The connection between ADHD and weight management - and the strategies I use 


When it comes to ADHD and food, the struggles aren’t just about cravings or poor willpower. They’re about wiring. ADHD brains process stimulation, emotion, and motivation differently, and that has a direct impact on eating habits.

 

The link between ADHD and weight issues is undeniable, and it’s becoming a huge focus of research. Studies show that children with ADHD are around 40% more likely to be overweight, and adults may be up to 70% more likely to struggle with obesity. In fact, ADHD is estimated to be twice as common among children who are overweight compared to their peers of normal weight. These aren’t small numbers; they highlight a clear, measurable connection between ADHD wiring and challenges with food, weight, and long-term health

 

My Lightbulb Moment as an ADHD person


Sonia looking into the fridge, with her hand on her chin and head tilted, bored and looking for a dopamine hit through food.
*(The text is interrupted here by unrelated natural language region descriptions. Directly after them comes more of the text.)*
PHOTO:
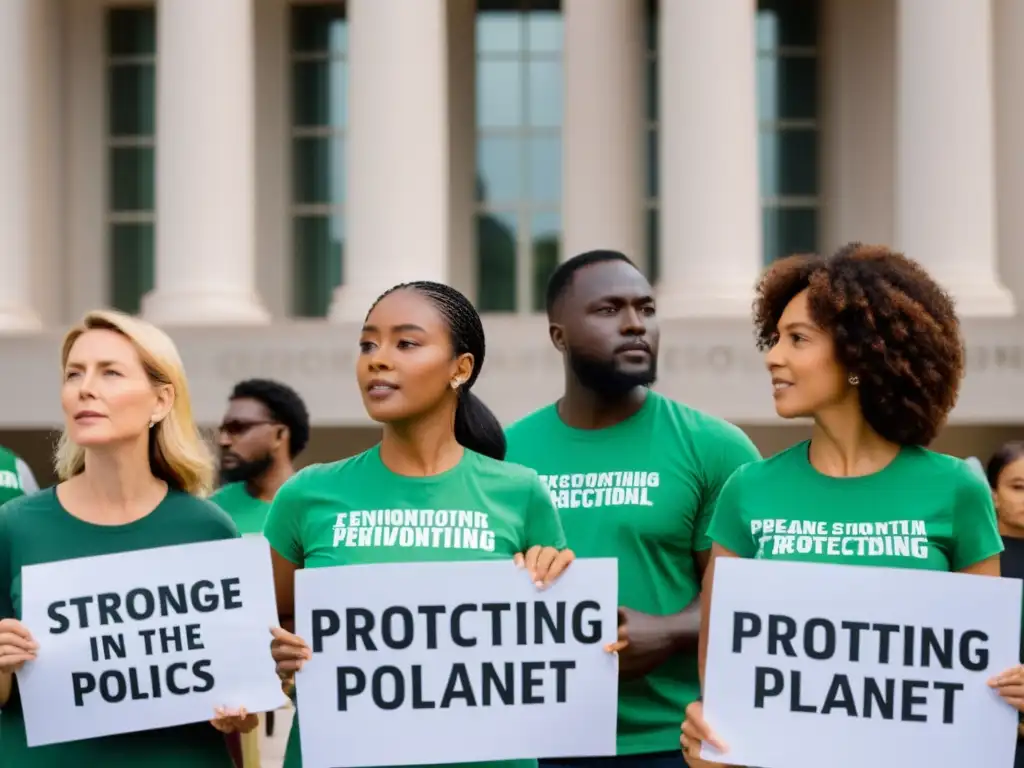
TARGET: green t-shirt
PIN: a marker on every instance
(643, 492)
(356, 512)
(924, 510)
(11, 483)
(248, 512)
(37, 528)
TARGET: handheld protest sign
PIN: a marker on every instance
(456, 656)
(147, 639)
(846, 666)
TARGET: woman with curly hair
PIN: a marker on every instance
(866, 345)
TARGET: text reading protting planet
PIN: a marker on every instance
(899, 696)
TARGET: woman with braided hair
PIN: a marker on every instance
(421, 350)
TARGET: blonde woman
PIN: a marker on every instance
(132, 468)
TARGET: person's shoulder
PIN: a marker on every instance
(939, 468)
(29, 506)
(539, 419)
(204, 516)
(314, 474)
(224, 492)
(698, 425)
(483, 467)
(758, 471)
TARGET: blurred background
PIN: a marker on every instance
(251, 174)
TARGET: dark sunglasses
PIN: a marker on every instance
(238, 427)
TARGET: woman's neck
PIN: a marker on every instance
(117, 485)
(844, 445)
(421, 450)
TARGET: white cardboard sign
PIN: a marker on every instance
(846, 666)
(147, 639)
(455, 663)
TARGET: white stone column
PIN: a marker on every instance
(16, 311)
(711, 251)
(603, 174)
(205, 166)
(945, 166)
(397, 153)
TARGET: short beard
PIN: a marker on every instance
(604, 377)
(246, 471)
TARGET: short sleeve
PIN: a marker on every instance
(728, 525)
(284, 521)
(6, 569)
(976, 532)
(732, 451)
(544, 526)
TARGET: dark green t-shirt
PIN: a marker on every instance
(248, 512)
(924, 510)
(37, 528)
(357, 512)
(642, 492)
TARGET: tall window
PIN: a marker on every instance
(518, 152)
(787, 127)
(787, 119)
(131, 127)
(320, 117)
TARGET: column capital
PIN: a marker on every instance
(398, 150)
(17, 313)
(711, 243)
(206, 166)
(204, 307)
(945, 155)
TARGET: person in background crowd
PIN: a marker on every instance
(1005, 472)
(635, 476)
(131, 463)
(422, 349)
(866, 345)
(15, 477)
(265, 428)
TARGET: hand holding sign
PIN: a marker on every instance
(16, 645)
(1010, 685)
(544, 564)
(644, 643)
(289, 651)
(694, 731)
(237, 721)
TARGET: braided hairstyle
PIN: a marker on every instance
(475, 425)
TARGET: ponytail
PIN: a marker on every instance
(477, 428)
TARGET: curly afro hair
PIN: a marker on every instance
(893, 327)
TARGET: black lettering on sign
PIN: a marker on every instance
(142, 603)
(397, 627)
(912, 697)
(140, 683)
(467, 685)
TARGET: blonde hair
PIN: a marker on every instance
(178, 454)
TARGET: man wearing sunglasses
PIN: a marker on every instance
(265, 427)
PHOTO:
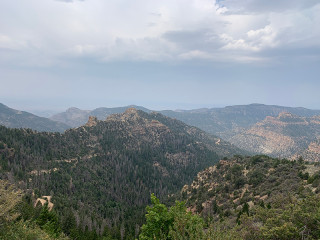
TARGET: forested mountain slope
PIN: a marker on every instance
(76, 117)
(105, 171)
(19, 119)
(258, 198)
(286, 135)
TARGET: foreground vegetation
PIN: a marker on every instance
(289, 209)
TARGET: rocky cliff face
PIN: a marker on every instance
(285, 136)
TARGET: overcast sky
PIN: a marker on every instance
(166, 54)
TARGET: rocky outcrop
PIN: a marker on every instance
(93, 121)
(284, 136)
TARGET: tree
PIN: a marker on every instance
(175, 223)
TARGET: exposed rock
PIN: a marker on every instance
(285, 136)
(92, 121)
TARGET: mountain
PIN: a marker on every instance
(76, 117)
(258, 198)
(228, 121)
(19, 119)
(224, 122)
(106, 170)
(285, 136)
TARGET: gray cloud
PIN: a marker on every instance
(258, 6)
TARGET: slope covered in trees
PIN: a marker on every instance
(105, 171)
(19, 119)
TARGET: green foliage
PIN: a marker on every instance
(175, 223)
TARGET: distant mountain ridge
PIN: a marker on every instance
(76, 117)
(286, 136)
(223, 122)
(106, 170)
(228, 121)
(19, 119)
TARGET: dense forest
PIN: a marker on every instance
(103, 173)
(214, 207)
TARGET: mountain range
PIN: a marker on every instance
(20, 119)
(284, 136)
(106, 170)
(255, 128)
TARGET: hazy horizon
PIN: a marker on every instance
(88, 54)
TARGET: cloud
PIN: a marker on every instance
(167, 30)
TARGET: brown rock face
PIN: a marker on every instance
(92, 121)
(285, 136)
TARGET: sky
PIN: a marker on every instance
(168, 54)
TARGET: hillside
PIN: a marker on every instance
(76, 117)
(228, 121)
(19, 119)
(106, 170)
(285, 136)
(258, 198)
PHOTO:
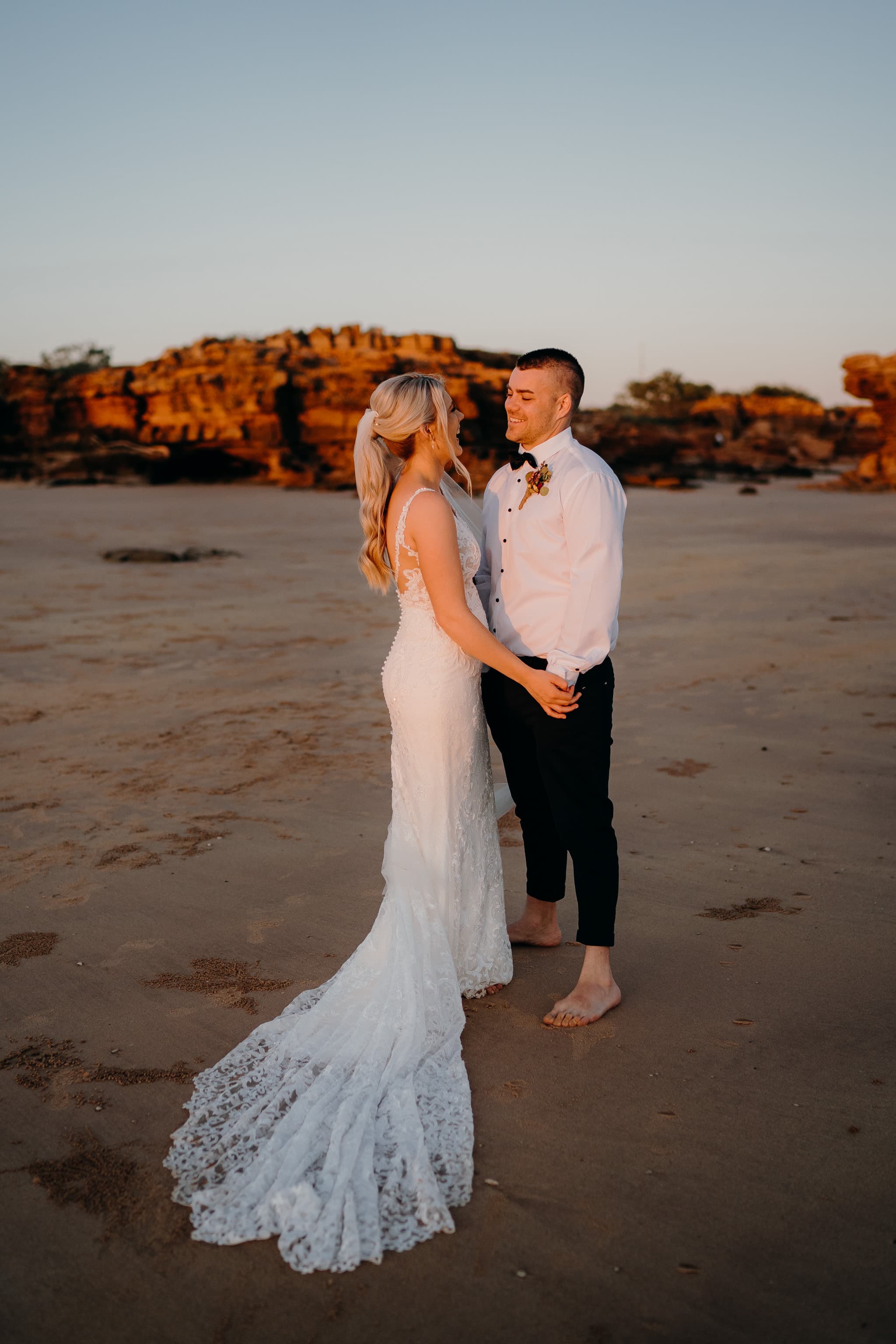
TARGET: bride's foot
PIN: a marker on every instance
(595, 994)
(538, 925)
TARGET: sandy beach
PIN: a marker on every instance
(711, 1163)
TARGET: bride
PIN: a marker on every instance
(344, 1127)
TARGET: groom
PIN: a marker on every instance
(550, 584)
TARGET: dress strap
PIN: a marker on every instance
(402, 521)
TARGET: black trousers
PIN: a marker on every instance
(559, 776)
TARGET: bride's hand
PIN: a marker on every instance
(553, 694)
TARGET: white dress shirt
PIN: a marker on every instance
(551, 572)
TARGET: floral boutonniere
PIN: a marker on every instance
(536, 483)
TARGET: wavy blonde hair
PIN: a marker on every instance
(399, 408)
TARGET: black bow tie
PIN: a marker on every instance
(519, 459)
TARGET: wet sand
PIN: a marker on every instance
(194, 796)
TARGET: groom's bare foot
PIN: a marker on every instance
(595, 994)
(538, 925)
(584, 1006)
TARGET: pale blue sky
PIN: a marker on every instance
(649, 183)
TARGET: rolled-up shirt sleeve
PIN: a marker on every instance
(593, 518)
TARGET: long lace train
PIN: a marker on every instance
(344, 1127)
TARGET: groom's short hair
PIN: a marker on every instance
(567, 366)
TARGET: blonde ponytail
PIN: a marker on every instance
(399, 408)
(375, 479)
I always felt my relationship with food was my fault; somehow, I should have had more willpower like others. I could clearly see my patterns were wonky, but I didn’t realise just how deeply ADHD was woven into those patterns.

" Living with ADHD often feels like having 100 tabs open in my brain at all times - constant noise, constant juggling, constant searching for relief."

When I was formally diagnosed three years ago, the pieces started to click into place - from my relentless sugar cravings to my chaotic sleep patterns to my struggles with impulsive food choices. It wasn’t weakness or lack of willpower. It was wiring.

 

And that’s what this blog is about: how ADHD symptoms show up in overeating, why the science makes sense, and what we can actually do about it.

 

If you’ve ever wondered why you reach for sugar when you’re bored, forget meals until you’re starving, or lose all motivation halfway through a diet plan, you’re not broken. You could be working with an ADHD brain.

 

I know this, because it’s my reality too.

 

Why ADHD Brains Crave Sugar and Stimulation

 

ADHD is often described as a “dopamine deficiency disorder.” Our brains don’t release or regulate dopamine consistently. Dopamine drives focus, motivation, and reward - so we go looking for it in other ways.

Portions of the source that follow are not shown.